Sehr ähnlich verhält es sich bei der Steuerung einer Klasse: Einige Gelbe Karten zu Anfang und das Spiel läuft. Vielleicht muss man wie im oberen Diagramm ab und an eine weitere Gelbe Karte nachschieben. Wer mit Regelverstößen zu nachlässig umgeht, der muss später viele, viele Gelbe Karten zeigen - und wird sich dabei den Ruf einhandeln, überstreng und aggressiv zu sein.
Beispiele
a) Verletzung der Anwesenheitspflicht
Zu den klassischen Beispielen gehört die Missachtung der Anwesenheitspflicht. Wird Stemmen nicht von Anfang an konsequent geahndet, ist das Übel nach einigen Monaten kaum mehr auszurotten. Deshalb empfiehlt sich schon bei den ersten Vorkommen die drakonische Anwendung der in den Schulgesetzen vorgesehenen Mittel (s.a. 5 Tipps, wie man Schüler/innen richtig bestraft, Abschnitt »Welche “Strafen” gibt es in der Schule?«) gegenüber uneinsichtigen Schulabsentist/innen.
b) Hausaufgaben
Zu den zentralen Streitpunkten in Klassenzimmern gehören die Hausaufgaben. Wer hier am Anfang des Schuljahres nachlässig verfährt ("Dann zeigst du sie mir eben das nächste Mal."), der handelt sich ewigen Streit ein. Ahnden Sie nicht gemachte Hausaufgaben unerbittlich, und Sie müssen im weiteren Verlauf weniger Gelbe Karten zeigen.
c) Disziplin
Auch für disziplinarische Aspekte (Stören, Schwätzen ...) gilt das oben Gesagte. Allerdings sind hier die Grenzen weicher, während es in Fragen der Anwesenheit nur "da" und "nicht da" gibt. Je konsequenter und drakonischer man die Klasse zu Beginn des Schuljahres anpackt, desto mehr sollte man darauf achten, pädagogisch immer fair zu handeln.

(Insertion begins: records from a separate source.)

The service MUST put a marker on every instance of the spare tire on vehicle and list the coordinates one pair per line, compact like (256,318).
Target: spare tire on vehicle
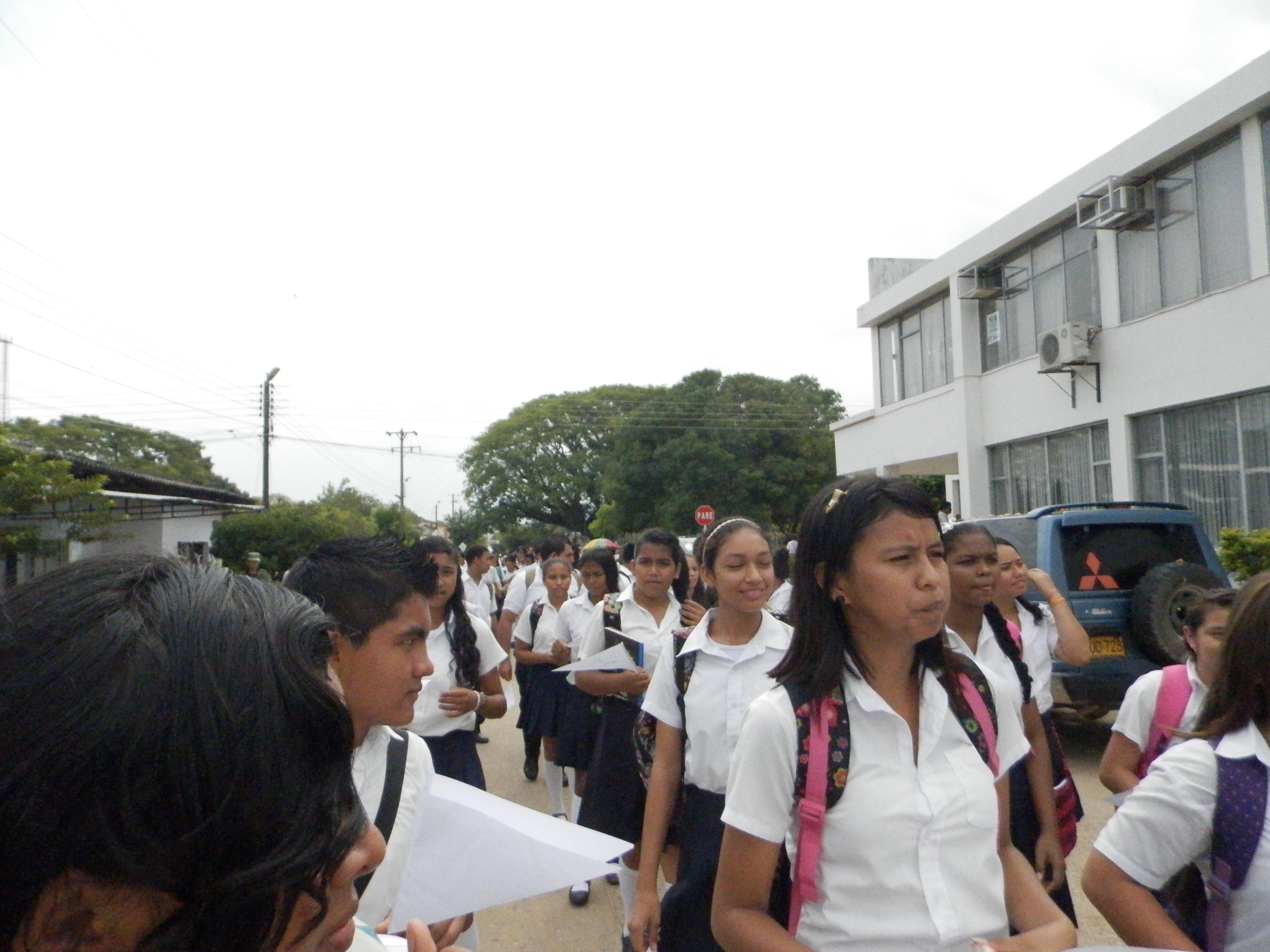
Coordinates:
(1159,605)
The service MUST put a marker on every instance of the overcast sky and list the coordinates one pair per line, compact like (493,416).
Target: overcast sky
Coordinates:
(427,214)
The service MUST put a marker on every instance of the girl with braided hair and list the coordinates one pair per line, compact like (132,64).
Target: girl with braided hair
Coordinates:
(977,630)
(465,656)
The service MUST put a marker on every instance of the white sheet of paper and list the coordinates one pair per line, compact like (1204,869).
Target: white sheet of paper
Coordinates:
(472,851)
(611,659)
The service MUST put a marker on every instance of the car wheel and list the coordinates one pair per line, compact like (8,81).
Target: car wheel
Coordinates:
(1160,602)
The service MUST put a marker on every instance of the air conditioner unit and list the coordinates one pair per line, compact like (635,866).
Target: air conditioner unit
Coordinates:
(1067,345)
(1113,206)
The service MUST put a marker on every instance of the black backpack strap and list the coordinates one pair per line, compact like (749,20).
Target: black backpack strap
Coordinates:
(840,742)
(390,800)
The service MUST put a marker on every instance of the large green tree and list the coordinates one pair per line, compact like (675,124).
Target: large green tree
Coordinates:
(547,461)
(743,443)
(32,485)
(157,452)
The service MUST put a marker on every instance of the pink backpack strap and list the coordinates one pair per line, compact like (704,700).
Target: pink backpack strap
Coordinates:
(811,813)
(981,714)
(1171,700)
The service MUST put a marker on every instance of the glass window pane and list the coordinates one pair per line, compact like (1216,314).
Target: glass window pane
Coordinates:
(1048,254)
(1203,455)
(1223,225)
(1140,274)
(1255,439)
(934,346)
(1028,475)
(1048,299)
(1070,470)
(911,357)
(1179,238)
(1083,290)
(887,362)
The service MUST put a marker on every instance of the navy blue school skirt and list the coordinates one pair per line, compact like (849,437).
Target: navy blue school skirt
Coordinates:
(543,705)
(455,756)
(576,743)
(615,793)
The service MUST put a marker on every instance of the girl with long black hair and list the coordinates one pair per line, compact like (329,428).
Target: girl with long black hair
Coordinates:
(465,657)
(977,630)
(912,851)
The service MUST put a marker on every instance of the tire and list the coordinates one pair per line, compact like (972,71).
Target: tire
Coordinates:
(1158,607)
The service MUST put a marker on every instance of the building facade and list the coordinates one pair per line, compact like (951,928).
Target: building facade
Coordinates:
(1156,256)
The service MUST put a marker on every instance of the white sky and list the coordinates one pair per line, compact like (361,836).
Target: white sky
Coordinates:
(427,214)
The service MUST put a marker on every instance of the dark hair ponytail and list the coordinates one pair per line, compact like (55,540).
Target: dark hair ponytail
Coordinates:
(459,626)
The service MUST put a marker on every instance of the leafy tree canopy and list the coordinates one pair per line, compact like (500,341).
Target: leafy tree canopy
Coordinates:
(157,452)
(31,484)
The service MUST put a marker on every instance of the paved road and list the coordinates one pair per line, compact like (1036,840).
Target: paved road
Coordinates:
(550,924)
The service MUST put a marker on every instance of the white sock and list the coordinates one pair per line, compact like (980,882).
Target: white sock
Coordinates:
(554,777)
(628,881)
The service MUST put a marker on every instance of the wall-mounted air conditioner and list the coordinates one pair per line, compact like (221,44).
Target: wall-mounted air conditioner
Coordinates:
(1067,345)
(1113,205)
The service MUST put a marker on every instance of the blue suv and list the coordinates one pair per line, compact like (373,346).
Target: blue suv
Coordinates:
(1128,570)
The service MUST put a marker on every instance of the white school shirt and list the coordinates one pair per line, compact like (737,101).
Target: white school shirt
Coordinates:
(369,769)
(780,600)
(519,594)
(572,624)
(909,859)
(726,678)
(1168,822)
(990,657)
(430,720)
(638,624)
(1139,707)
(545,635)
(1039,639)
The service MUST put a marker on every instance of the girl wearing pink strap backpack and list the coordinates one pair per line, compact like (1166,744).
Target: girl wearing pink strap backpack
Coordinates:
(1203,803)
(879,761)
(1163,704)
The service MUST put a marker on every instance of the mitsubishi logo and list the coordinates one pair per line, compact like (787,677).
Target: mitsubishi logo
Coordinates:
(1095,578)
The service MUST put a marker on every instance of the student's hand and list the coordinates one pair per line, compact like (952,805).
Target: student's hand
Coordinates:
(646,922)
(636,682)
(1045,584)
(691,613)
(1051,864)
(459,702)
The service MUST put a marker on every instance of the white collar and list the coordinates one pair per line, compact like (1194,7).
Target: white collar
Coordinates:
(1246,742)
(771,634)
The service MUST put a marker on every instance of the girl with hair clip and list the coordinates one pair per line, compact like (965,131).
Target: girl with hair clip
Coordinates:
(465,657)
(539,647)
(642,619)
(699,696)
(1202,803)
(881,759)
(977,630)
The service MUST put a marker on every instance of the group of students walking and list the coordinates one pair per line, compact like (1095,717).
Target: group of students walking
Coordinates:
(878,770)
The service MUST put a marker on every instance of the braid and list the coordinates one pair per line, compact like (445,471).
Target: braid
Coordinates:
(463,642)
(1008,644)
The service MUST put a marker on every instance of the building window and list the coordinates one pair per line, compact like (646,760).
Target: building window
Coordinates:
(914,352)
(1052,281)
(1213,458)
(1072,466)
(1198,239)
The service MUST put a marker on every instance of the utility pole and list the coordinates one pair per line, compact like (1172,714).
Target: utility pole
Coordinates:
(402,450)
(267,436)
(4,385)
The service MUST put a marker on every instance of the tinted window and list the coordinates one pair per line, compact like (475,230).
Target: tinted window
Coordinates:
(1117,556)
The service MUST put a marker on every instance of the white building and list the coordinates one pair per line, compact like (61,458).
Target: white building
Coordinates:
(1177,283)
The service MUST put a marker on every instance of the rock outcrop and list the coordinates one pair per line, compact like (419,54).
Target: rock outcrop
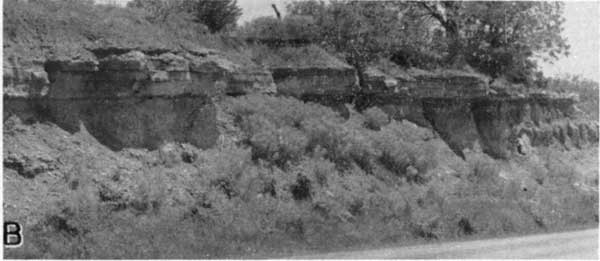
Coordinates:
(467,113)
(128,98)
(131,98)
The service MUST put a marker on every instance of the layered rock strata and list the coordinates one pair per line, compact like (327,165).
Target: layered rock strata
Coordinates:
(131,99)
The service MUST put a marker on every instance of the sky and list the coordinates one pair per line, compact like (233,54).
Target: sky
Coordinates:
(582,29)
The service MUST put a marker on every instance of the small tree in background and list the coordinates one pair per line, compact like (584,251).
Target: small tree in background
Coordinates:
(216,15)
(359,31)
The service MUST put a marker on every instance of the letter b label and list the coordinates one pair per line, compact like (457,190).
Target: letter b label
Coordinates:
(13,234)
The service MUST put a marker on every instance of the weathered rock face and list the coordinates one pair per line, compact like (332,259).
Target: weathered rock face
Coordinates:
(542,118)
(131,99)
(307,72)
(468,114)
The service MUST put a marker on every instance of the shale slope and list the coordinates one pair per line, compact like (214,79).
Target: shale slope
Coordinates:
(141,141)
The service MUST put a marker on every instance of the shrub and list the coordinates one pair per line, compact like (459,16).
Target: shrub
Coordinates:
(278,146)
(483,169)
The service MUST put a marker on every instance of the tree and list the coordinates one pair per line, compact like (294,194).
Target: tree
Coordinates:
(500,38)
(359,31)
(216,15)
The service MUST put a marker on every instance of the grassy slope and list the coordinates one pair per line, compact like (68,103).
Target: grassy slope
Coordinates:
(288,176)
(282,181)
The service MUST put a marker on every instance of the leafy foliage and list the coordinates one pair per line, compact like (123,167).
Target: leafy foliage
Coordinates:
(216,15)
(495,38)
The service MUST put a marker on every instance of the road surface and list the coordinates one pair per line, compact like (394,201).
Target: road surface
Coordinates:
(581,244)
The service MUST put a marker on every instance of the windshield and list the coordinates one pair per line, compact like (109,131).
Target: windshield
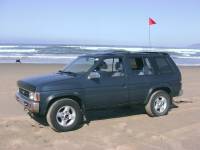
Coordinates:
(81,65)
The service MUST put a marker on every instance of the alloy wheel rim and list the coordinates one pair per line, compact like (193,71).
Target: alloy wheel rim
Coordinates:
(160,104)
(66,116)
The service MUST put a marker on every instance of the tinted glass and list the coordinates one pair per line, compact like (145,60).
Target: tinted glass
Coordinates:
(110,67)
(163,65)
(137,65)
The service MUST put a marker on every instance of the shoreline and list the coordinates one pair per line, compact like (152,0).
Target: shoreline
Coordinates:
(180,66)
(179,130)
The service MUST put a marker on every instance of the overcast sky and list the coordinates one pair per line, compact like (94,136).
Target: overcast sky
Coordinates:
(111,22)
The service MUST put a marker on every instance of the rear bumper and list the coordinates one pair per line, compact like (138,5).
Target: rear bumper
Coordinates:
(29,105)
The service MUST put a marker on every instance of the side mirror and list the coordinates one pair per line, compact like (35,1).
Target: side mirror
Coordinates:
(94,75)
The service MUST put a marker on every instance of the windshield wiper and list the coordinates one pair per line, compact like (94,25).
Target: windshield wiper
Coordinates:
(67,72)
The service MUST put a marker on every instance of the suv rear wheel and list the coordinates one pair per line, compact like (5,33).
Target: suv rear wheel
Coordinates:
(158,104)
(64,115)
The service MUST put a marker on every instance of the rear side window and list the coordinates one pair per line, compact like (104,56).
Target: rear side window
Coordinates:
(140,66)
(163,65)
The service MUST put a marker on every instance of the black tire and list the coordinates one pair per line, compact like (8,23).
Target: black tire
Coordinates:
(150,106)
(55,107)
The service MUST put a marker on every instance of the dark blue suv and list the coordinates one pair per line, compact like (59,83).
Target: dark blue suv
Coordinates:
(102,80)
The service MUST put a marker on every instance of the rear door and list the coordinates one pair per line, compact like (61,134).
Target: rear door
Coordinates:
(140,72)
(110,89)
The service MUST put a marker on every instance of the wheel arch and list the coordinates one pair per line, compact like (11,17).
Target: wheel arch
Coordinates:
(167,89)
(56,98)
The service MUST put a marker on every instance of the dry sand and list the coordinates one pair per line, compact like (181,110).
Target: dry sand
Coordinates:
(116,129)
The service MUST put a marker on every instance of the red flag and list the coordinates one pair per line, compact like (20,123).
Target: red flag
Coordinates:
(151,21)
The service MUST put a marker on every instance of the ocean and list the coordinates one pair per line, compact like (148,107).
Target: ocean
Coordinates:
(63,54)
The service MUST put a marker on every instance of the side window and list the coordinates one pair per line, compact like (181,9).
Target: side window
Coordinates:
(148,69)
(111,67)
(163,65)
(137,65)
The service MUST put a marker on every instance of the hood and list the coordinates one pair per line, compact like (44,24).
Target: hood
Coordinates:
(50,82)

Nicht vergessen: Pädagogische Fairness
Einfach nur die Keule rauszuholen wird Ihnen nichts bringen - was Sie bekommen, ist keine schöne und kontrollierte Situation, sondern Krieg mit 30 Minderjährigen. Eine klassische Lose-Lose-Situation.
Sämtliche Maßnahmen, die Sie ergreifen, müssen für die Schüler/innen vorhersehbar sein: "Wenn ich morgen in Latein fehle, wird dies und jenes passieren." (mehr: Umgang mit Konflikten) Auch beim Fußballspiel ist das so: Bei 80% aller verteilten Gelben Karten weiß der betroffene Spieler schon vorher, dass er eine bekommt. Er wird sich trotzdem aufregen und schimpfen. Die Schüler/innen übrigens auch.